Intel® Ethernet Controller E810 Application Device Queues (ADQ)
Configuration Guide
wrk Clients Configuration
The following variables are used in the examples in this section:
$iface | The interface in use. |
$duration | Test time in format <value><unit> (example: 60s for 60 seconds, 3m for 3 minutes). |
$client_num | The total number of physical systems being used as clients. |
$pathtoicepackage | The path to the ice driver package. |
$connection_scale | The number of connections per client thread. |
$num_queues_tc1 | From the SUT, the number of queues for application traffic class on the SUT. |
$ipaddr | From the SUT, the IP Address of the application server's interface under test. |
$app_port | From the SUT, the TCP port of the nginx application being run on the SUT. |
- Perform wrk build:
- Download wrk.
git clone --branch 4.1.0 https://github.com/wg/wrk.git wrk - Install wrk.

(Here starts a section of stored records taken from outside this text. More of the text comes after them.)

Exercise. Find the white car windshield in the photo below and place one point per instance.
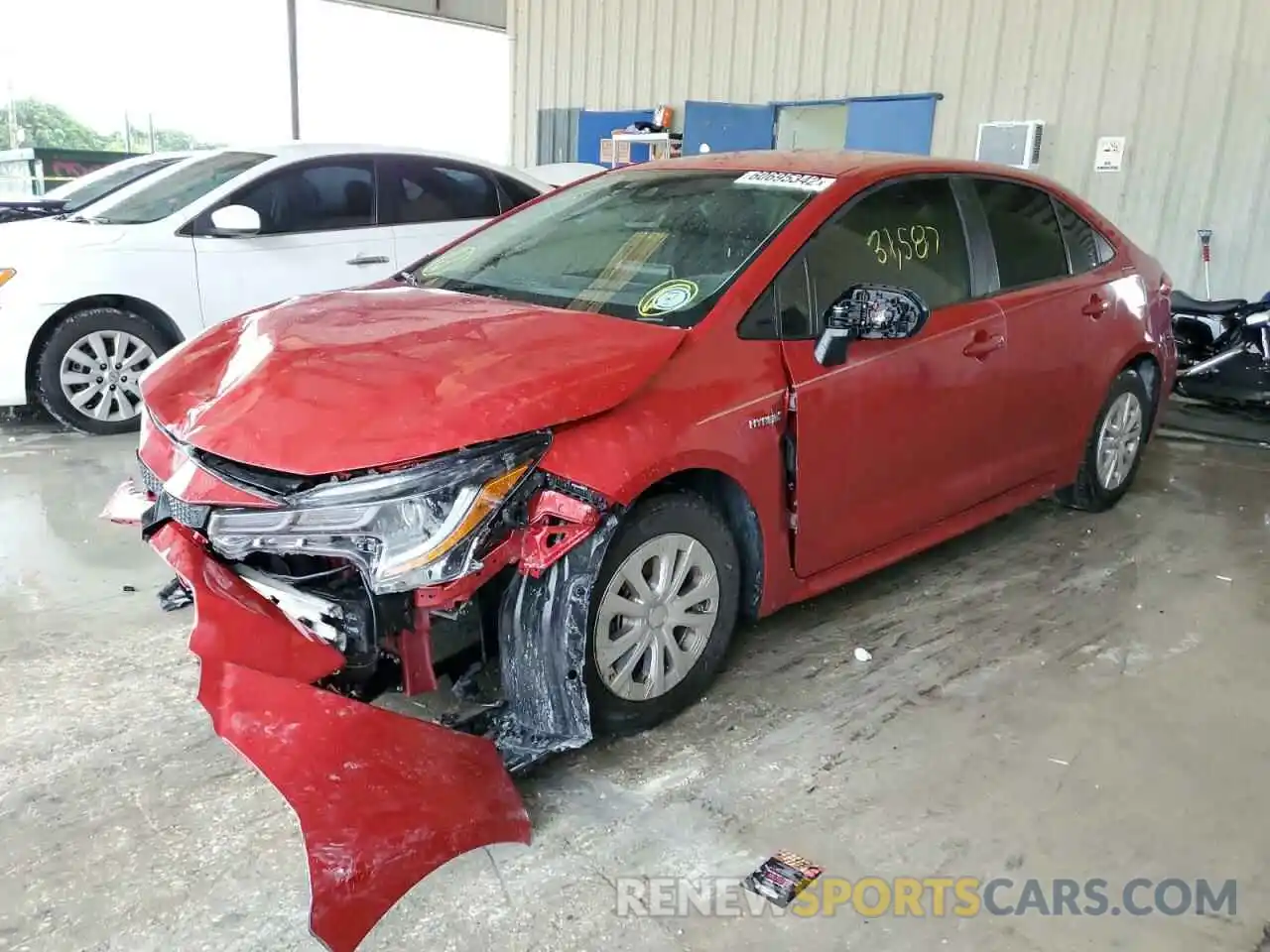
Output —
(652, 245)
(82, 191)
(175, 190)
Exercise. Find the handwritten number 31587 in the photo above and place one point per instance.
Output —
(910, 241)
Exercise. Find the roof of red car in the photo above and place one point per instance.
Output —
(832, 163)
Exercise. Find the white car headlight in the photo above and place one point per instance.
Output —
(404, 530)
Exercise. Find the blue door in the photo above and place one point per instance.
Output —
(594, 126)
(726, 127)
(892, 123)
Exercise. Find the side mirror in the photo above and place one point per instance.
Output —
(236, 220)
(869, 312)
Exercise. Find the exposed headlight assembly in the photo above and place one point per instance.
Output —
(404, 530)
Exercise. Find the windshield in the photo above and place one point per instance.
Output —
(169, 193)
(656, 246)
(82, 191)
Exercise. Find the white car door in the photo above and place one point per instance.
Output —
(318, 231)
(431, 202)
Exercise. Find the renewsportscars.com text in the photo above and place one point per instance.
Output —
(933, 896)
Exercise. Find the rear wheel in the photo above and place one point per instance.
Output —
(1114, 451)
(87, 375)
(663, 611)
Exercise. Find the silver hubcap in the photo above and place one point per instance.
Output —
(656, 617)
(99, 375)
(1119, 440)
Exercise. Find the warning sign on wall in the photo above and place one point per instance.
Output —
(1110, 154)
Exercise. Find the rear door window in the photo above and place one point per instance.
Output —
(1025, 232)
(423, 190)
(331, 194)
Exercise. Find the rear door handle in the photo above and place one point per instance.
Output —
(983, 345)
(1096, 307)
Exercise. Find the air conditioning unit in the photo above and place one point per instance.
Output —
(1015, 144)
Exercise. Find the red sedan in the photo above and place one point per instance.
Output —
(592, 438)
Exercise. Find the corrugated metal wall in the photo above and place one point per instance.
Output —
(1188, 81)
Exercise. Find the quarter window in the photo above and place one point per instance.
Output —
(1086, 246)
(325, 195)
(517, 191)
(1024, 231)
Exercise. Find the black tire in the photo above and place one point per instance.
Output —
(71, 329)
(689, 515)
(1087, 493)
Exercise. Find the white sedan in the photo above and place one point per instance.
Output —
(89, 301)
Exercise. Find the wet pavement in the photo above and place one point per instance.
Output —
(1057, 694)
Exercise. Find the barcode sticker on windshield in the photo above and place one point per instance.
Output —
(786, 179)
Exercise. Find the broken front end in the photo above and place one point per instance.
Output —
(318, 595)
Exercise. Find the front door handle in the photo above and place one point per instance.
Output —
(1096, 307)
(983, 345)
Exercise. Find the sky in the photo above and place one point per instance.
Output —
(217, 68)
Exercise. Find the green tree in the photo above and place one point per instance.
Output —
(49, 126)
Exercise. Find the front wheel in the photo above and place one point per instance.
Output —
(1114, 451)
(663, 611)
(87, 376)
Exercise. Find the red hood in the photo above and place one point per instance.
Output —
(380, 376)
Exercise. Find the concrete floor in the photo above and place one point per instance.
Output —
(1057, 694)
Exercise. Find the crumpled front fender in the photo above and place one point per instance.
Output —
(382, 800)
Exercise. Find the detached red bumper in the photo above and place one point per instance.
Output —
(382, 800)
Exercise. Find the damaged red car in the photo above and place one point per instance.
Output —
(583, 443)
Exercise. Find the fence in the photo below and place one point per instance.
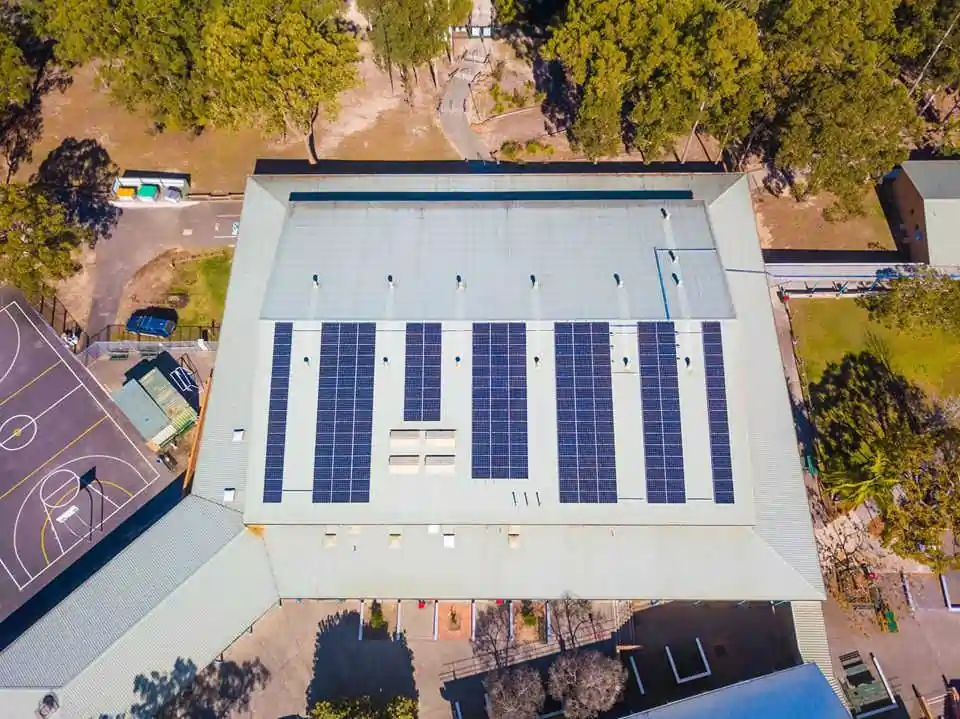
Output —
(62, 322)
(183, 333)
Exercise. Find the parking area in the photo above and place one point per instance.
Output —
(70, 468)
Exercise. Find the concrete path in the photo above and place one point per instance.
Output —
(456, 100)
(143, 233)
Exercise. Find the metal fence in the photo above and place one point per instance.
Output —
(63, 323)
(183, 333)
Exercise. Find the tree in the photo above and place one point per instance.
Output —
(873, 429)
(16, 76)
(37, 240)
(570, 616)
(515, 693)
(924, 300)
(149, 53)
(586, 683)
(409, 33)
(365, 708)
(278, 64)
(845, 130)
(667, 65)
(492, 634)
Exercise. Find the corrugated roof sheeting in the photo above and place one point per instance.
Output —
(222, 462)
(196, 622)
(109, 604)
(795, 693)
(783, 516)
(812, 639)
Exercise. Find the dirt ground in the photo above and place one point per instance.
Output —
(220, 160)
(784, 223)
(151, 284)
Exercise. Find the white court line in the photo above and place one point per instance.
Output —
(16, 354)
(97, 401)
(103, 519)
(79, 542)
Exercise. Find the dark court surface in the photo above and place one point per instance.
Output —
(72, 468)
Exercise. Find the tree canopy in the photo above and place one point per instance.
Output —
(37, 239)
(277, 64)
(409, 33)
(365, 708)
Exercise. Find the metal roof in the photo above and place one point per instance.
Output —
(800, 692)
(102, 610)
(938, 183)
(140, 408)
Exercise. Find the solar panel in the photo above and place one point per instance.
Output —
(421, 394)
(660, 400)
(341, 467)
(499, 400)
(720, 458)
(585, 442)
(277, 413)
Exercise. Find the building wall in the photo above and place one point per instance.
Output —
(913, 222)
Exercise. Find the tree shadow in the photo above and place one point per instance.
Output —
(216, 691)
(22, 125)
(345, 666)
(79, 174)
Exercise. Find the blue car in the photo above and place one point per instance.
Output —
(144, 323)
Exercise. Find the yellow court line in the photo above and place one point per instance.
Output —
(80, 436)
(122, 489)
(43, 528)
(7, 399)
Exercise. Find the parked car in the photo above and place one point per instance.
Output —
(155, 324)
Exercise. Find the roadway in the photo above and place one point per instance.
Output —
(143, 233)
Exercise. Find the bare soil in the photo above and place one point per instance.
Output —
(150, 286)
(785, 223)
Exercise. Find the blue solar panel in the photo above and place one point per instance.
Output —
(421, 394)
(499, 400)
(277, 416)
(660, 400)
(585, 443)
(720, 458)
(341, 466)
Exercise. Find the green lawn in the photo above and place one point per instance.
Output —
(829, 328)
(204, 281)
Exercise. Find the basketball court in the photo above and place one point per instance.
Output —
(71, 468)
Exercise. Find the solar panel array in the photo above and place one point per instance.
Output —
(421, 395)
(277, 416)
(341, 469)
(499, 400)
(585, 440)
(660, 400)
(720, 459)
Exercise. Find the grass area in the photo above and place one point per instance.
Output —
(204, 282)
(827, 329)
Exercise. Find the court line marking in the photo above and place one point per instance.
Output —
(94, 398)
(76, 439)
(103, 520)
(35, 418)
(48, 369)
(16, 355)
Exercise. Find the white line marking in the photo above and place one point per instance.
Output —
(16, 354)
(103, 519)
(10, 574)
(94, 398)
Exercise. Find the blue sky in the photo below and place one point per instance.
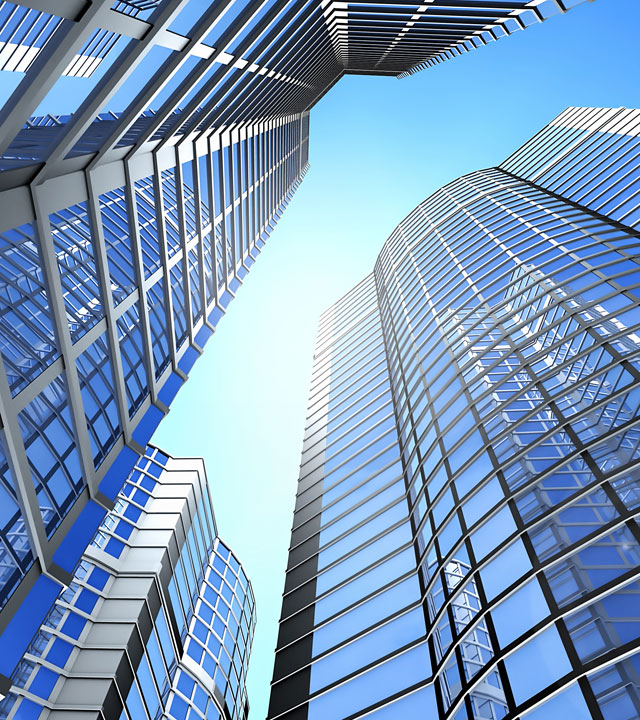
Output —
(379, 146)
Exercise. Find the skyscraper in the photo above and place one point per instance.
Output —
(158, 619)
(465, 542)
(147, 149)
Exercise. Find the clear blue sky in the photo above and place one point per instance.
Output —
(379, 146)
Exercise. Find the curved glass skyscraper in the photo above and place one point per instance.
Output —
(464, 541)
(147, 150)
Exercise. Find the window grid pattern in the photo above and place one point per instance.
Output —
(509, 352)
(157, 682)
(512, 321)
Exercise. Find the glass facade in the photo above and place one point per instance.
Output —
(158, 619)
(147, 150)
(465, 542)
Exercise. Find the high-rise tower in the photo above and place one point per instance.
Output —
(147, 148)
(158, 619)
(465, 542)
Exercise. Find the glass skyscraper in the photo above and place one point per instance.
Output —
(147, 149)
(158, 619)
(465, 542)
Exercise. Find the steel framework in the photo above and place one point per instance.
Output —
(146, 154)
(465, 540)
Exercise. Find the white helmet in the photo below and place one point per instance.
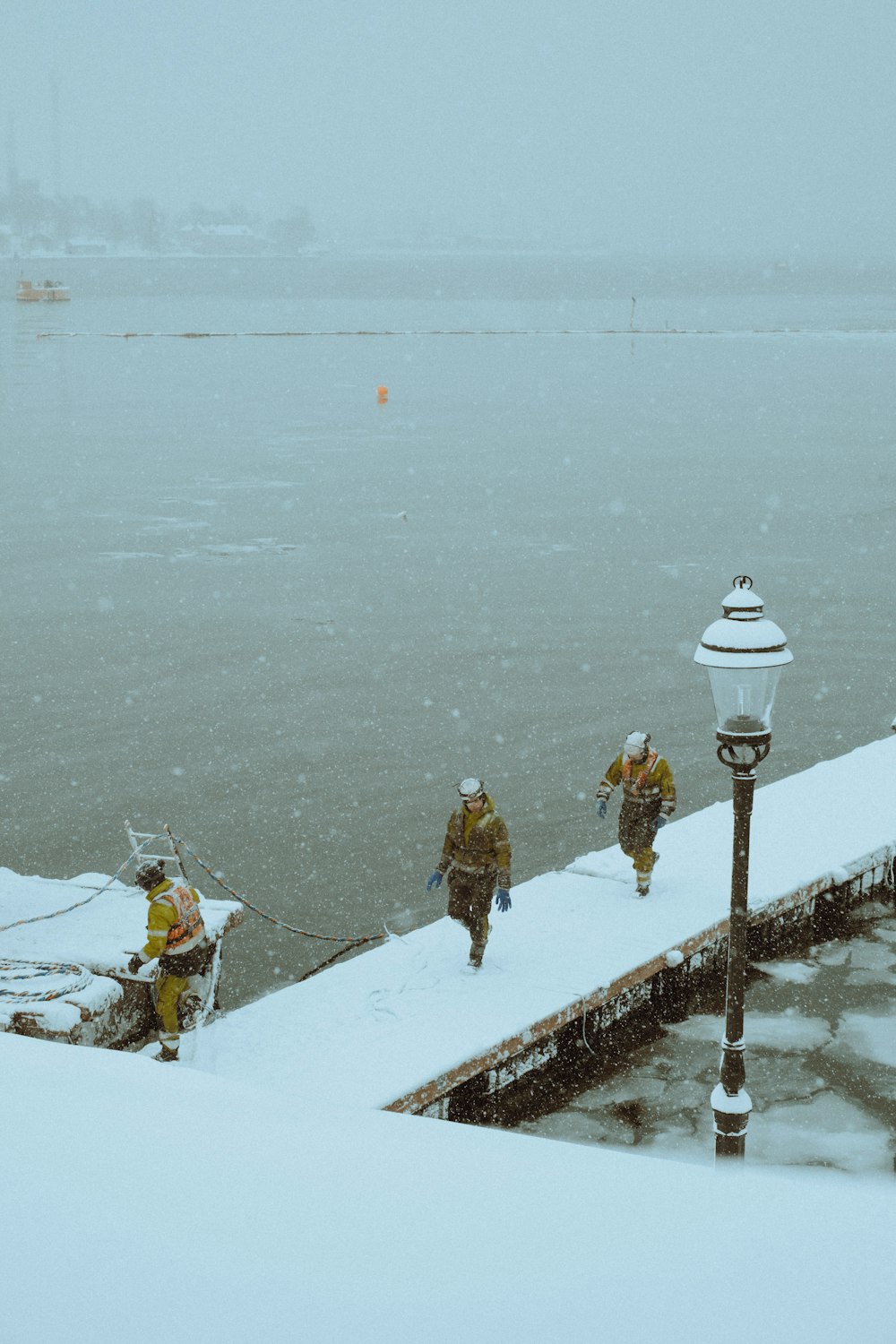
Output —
(635, 744)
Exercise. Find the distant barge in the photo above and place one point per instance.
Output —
(46, 292)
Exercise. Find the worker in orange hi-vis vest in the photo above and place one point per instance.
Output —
(649, 800)
(177, 935)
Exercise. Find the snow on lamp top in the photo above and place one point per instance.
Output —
(743, 655)
(743, 637)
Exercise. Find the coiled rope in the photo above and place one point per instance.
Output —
(11, 970)
(78, 978)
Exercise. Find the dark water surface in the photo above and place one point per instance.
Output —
(245, 599)
(821, 1066)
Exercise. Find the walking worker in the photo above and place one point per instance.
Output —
(177, 935)
(476, 857)
(648, 801)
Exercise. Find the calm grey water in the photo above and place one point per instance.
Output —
(245, 599)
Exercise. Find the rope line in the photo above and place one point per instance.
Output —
(351, 941)
(96, 892)
(524, 331)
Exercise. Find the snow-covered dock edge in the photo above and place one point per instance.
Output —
(661, 988)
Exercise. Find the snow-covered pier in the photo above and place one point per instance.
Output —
(66, 943)
(410, 1027)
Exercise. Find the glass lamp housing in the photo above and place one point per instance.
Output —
(743, 655)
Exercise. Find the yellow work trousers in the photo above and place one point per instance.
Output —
(168, 991)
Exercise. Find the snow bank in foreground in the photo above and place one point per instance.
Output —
(304, 1223)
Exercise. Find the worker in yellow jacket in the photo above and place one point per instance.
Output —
(476, 857)
(648, 801)
(177, 935)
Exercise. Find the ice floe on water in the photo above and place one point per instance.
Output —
(826, 1131)
(793, 972)
(786, 1031)
(869, 1035)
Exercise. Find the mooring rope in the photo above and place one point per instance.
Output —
(349, 940)
(13, 969)
(21, 969)
(96, 892)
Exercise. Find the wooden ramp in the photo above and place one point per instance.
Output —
(406, 1026)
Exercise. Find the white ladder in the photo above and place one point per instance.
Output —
(139, 838)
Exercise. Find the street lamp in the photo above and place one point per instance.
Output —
(743, 655)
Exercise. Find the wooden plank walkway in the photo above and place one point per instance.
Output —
(402, 1026)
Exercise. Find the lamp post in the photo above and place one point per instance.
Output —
(743, 655)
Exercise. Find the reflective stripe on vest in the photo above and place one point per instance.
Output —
(188, 927)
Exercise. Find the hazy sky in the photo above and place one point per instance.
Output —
(662, 124)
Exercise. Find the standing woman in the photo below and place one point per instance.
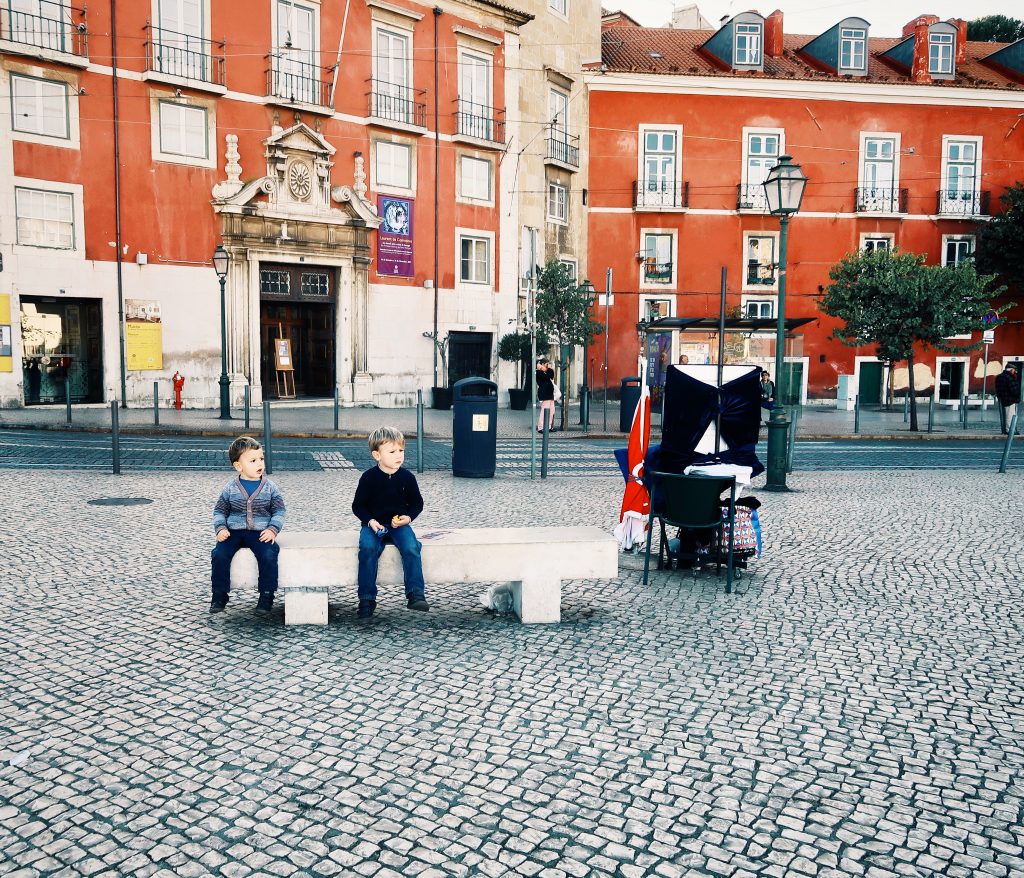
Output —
(546, 392)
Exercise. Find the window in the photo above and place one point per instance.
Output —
(558, 202)
(474, 259)
(392, 165)
(39, 107)
(940, 53)
(748, 45)
(45, 218)
(656, 257)
(956, 249)
(182, 130)
(474, 177)
(760, 260)
(852, 48)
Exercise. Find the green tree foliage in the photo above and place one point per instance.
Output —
(896, 302)
(995, 29)
(563, 315)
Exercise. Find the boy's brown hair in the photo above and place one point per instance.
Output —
(385, 434)
(241, 446)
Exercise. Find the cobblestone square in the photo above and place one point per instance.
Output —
(857, 708)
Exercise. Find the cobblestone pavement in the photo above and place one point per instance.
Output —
(856, 709)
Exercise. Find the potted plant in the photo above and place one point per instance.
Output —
(440, 396)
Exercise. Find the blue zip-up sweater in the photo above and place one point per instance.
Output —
(238, 510)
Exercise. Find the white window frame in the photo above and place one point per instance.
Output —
(755, 192)
(70, 135)
(748, 285)
(969, 240)
(672, 282)
(554, 187)
(384, 185)
(474, 235)
(461, 193)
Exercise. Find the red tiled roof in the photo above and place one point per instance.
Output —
(626, 49)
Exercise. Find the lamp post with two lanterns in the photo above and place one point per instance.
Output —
(784, 190)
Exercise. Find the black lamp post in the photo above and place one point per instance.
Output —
(220, 266)
(784, 191)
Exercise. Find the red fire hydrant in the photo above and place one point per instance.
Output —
(179, 382)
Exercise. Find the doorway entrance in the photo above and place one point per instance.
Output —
(297, 302)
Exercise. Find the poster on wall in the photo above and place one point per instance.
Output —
(143, 335)
(394, 238)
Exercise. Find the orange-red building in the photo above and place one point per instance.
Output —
(907, 142)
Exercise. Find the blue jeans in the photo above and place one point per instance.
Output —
(266, 560)
(371, 547)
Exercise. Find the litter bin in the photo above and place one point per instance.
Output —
(629, 396)
(474, 428)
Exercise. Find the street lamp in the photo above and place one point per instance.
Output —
(220, 266)
(784, 191)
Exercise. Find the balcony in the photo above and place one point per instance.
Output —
(183, 56)
(51, 34)
(752, 197)
(660, 195)
(396, 103)
(871, 200)
(563, 150)
(963, 204)
(292, 81)
(479, 122)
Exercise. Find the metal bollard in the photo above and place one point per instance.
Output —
(267, 450)
(115, 437)
(419, 431)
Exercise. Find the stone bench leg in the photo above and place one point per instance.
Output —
(305, 604)
(538, 599)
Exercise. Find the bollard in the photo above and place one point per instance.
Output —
(115, 437)
(267, 436)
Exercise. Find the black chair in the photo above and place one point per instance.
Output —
(693, 502)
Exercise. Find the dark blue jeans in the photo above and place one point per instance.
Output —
(266, 560)
(371, 547)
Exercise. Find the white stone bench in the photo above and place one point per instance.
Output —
(535, 560)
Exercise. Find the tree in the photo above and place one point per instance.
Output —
(563, 315)
(995, 29)
(897, 302)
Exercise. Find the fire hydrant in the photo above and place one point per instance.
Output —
(179, 382)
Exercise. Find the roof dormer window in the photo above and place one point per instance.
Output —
(748, 44)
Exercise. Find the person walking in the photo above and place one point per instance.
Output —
(1008, 391)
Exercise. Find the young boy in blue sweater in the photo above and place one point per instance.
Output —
(250, 513)
(387, 500)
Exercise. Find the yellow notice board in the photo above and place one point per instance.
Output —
(143, 335)
(6, 340)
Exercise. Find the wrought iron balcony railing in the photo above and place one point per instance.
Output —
(184, 55)
(56, 27)
(563, 148)
(875, 200)
(479, 121)
(296, 81)
(396, 103)
(955, 203)
(660, 195)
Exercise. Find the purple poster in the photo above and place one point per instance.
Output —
(394, 238)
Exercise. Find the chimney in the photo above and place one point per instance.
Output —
(773, 35)
(961, 39)
(919, 67)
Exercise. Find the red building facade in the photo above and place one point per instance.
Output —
(906, 141)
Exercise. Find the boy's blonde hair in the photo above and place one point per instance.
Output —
(241, 446)
(385, 434)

yum install -y openssl-devel cd wrk make cp wrk /usr/local/bin
- Download wrk.
- Perform Client configuration.
- Enable throughput-performance tuned profile.
tuned-adm profile throughput-performance Note:The tuned-adm daemon is not installed by default in RHEL9.0 systems. Install it with the command yum install tuned .Check settings are applied correctly:
cat /etc/tuned/active_profile Output:
throughput-performance cat /etc/tuned/profile_mode Output:
manual -
Stop the irqbalance service.
systemctl stop irqbalance - Run the set_irq_affinity script for all interfaces (included in the scripts folder of the ice package).
${pathtoicepackage}/scripts/set_irq_affinity -x all $iface - Set limits file in /etc/security/limits.conf to include:
hard nofile 32768 soft nofile 32768
- Enable throughput-performance tuned profile.
-
Perform wrk benchmarking.
A test run would be one wrk instance per physical client system, each with multiple application threads. Due to the design of wrk itself, it is recommended to keep the number of threads of the client benchmark per client system less than or equal to the number of physical local CPU cores on the client systems. For more predictable results, it is also recommended to run the client benchmark with the total number of threads from all client systems equal to an even multiple of the number of application threads on the SUT. This ensures an even distribution of client load.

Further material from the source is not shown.